In België zijn er weinig zeugenstapels die niet vroeg of laat in contact komen met het PRRS-virus.
Of de infectie ook gepaard zal gaan met kliniek is echter sterk afhankelijk van de afweer van de zeugen tegen PRRSV op dat moment enerzijds en de agressiviteit van het virus anderzijds. De economische impact van een dergelijke passage is op een zeugenbedrijf hoofdzakelijk het gevolg van voortplantingsproblemen. Wanneer het virus zeugen infecteert, kan het via de bloedbaan spreiden naar de drachtige baarmoeder en er lokaal schade aanrichten.

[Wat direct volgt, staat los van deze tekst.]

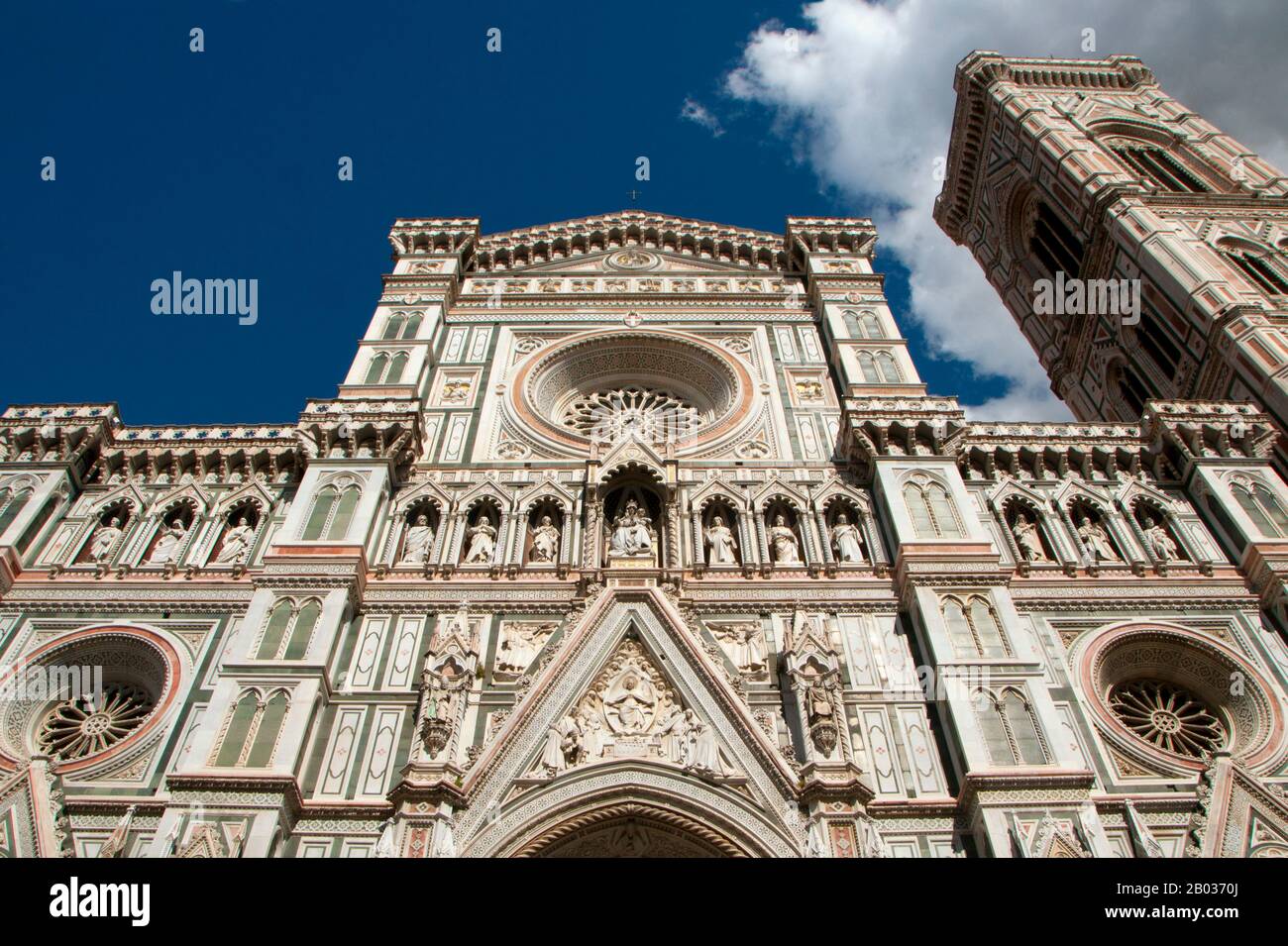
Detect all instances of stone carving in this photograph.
[373,817,398,857]
[149,519,188,565]
[608,499,653,556]
[465,515,496,565]
[215,516,255,565]
[537,640,730,778]
[805,680,837,756]
[398,513,434,565]
[496,620,559,677]
[769,512,802,565]
[1013,512,1047,562]
[711,622,769,677]
[89,516,124,562]
[832,512,864,564]
[705,516,738,565]
[98,804,137,857]
[528,516,561,565]
[1078,512,1118,562]
[1141,512,1181,562]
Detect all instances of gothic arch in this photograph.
[482,763,793,857]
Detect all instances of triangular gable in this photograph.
[1188,752,1288,857]
[456,588,802,856]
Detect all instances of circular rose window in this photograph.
[1109,680,1227,758]
[1070,624,1288,773]
[0,625,188,771]
[510,330,754,453]
[36,683,156,760]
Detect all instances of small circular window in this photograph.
[36,683,156,760]
[1109,680,1227,758]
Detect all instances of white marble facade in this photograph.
[0,211,1288,857]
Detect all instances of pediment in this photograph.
[507,247,769,278]
[456,588,799,855]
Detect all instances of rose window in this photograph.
[36,683,156,760]
[1109,680,1227,758]
[562,386,705,443]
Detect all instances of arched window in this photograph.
[1221,246,1288,296]
[975,687,1047,766]
[300,484,362,542]
[215,689,261,769]
[1116,365,1154,417]
[943,594,1008,658]
[214,689,290,769]
[859,352,881,384]
[380,311,404,341]
[841,309,885,339]
[877,352,903,383]
[1029,203,1082,279]
[903,480,962,538]
[362,352,389,384]
[385,352,407,384]
[1002,688,1047,766]
[1136,305,1181,377]
[1226,482,1288,538]
[0,489,33,536]
[244,689,291,769]
[1109,142,1212,194]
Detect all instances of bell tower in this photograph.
[935,52,1288,472]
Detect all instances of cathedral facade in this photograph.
[0,211,1288,857]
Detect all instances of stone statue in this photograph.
[690,719,725,775]
[604,672,657,735]
[705,516,738,565]
[1078,512,1118,562]
[215,516,255,565]
[399,513,434,565]
[832,512,863,563]
[608,499,653,555]
[528,516,561,565]
[89,516,124,562]
[1013,512,1047,562]
[465,516,496,565]
[496,624,537,674]
[98,804,138,857]
[658,706,693,766]
[373,817,398,857]
[149,519,188,565]
[805,683,832,726]
[1143,513,1181,562]
[541,715,581,775]
[769,512,802,565]
[580,714,604,761]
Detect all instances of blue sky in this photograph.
[0,0,1020,425]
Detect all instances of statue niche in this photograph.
[1070,502,1122,564]
[1004,500,1055,563]
[1136,502,1186,565]
[461,502,501,567]
[78,503,130,565]
[702,500,742,568]
[396,502,439,568]
[827,502,867,565]
[143,506,193,567]
[524,500,563,568]
[213,503,259,565]
[765,500,804,567]
[604,485,662,568]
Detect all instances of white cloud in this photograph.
[680,99,724,138]
[725,0,1288,420]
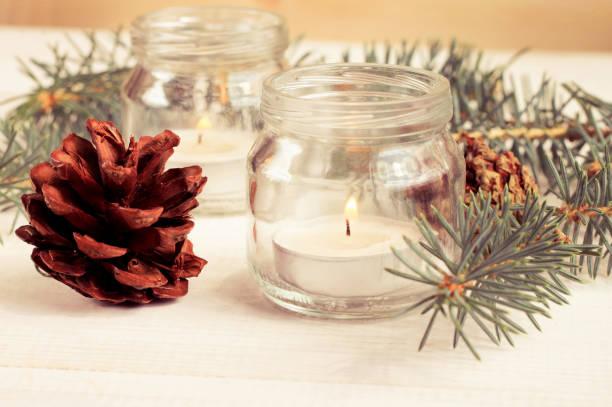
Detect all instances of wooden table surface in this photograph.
[0,28,612,407]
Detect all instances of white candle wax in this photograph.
[273,216,417,297]
[168,129,253,200]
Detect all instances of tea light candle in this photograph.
[168,117,254,200]
[273,198,416,297]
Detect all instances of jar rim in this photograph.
[130,6,289,65]
[261,63,453,137]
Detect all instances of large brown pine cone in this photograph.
[460,134,538,203]
[16,120,206,303]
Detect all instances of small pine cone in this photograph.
[16,119,206,304]
[460,133,538,203]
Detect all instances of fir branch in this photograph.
[387,193,600,359]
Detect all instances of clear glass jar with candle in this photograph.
[122,7,288,213]
[248,64,465,318]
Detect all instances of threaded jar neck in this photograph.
[130,6,288,69]
[261,63,452,139]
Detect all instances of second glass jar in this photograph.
[248,64,465,318]
[122,7,288,213]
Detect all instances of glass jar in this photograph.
[248,64,465,318]
[122,7,288,213]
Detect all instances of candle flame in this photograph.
[344,197,357,236]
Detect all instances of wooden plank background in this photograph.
[0,0,612,51]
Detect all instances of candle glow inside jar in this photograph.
[248,64,465,318]
[122,6,288,213]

Het eindresultaat is een productieverlies ten gevolge van minder gespeende biggen omwille van meerdere redenen:
- Zeugen die terugkeren
- Minder levend geboren biggen
- Abortussen
- Geboorte van minder vitale biggen die het virus meedragen in het bloed (de zogenaamde viraemische biggen) en als gevolg hiervan verhoogde uitval in het kraamhok.
Op basis van dit ziekteverloop werd door de Iowa State University een methodiek ontwikkeld om een zeugenstapel te klasseren uitgaande van 2 parameters:
- Antistoffen tegen PRRSV bij de zeugen
- Detectie van het PRRS-virus via PCR bij biggen voor het spenen
Deze indeling vormt de basis voor een kosten-baten analyse van een bepaalde PRRS-status in de zeugenstapel in relatie met productieparameters. Dit maakt het mogelijk de economische impact van PRRS-controlemaatregelen in kaart te brengen. Voor de Europese situatie is dit echter nog niet uitgebreid bestudeerd en heeft Hipra het voortouw genomen om dit in de periode 2017-2018 op te volgen op 35 Spaanse zeugenbedrijven, waar in totaal 78.680 zeugen waren gehuisvest. Dit project kreeg de naam “Hipra Together against PRRS” mee.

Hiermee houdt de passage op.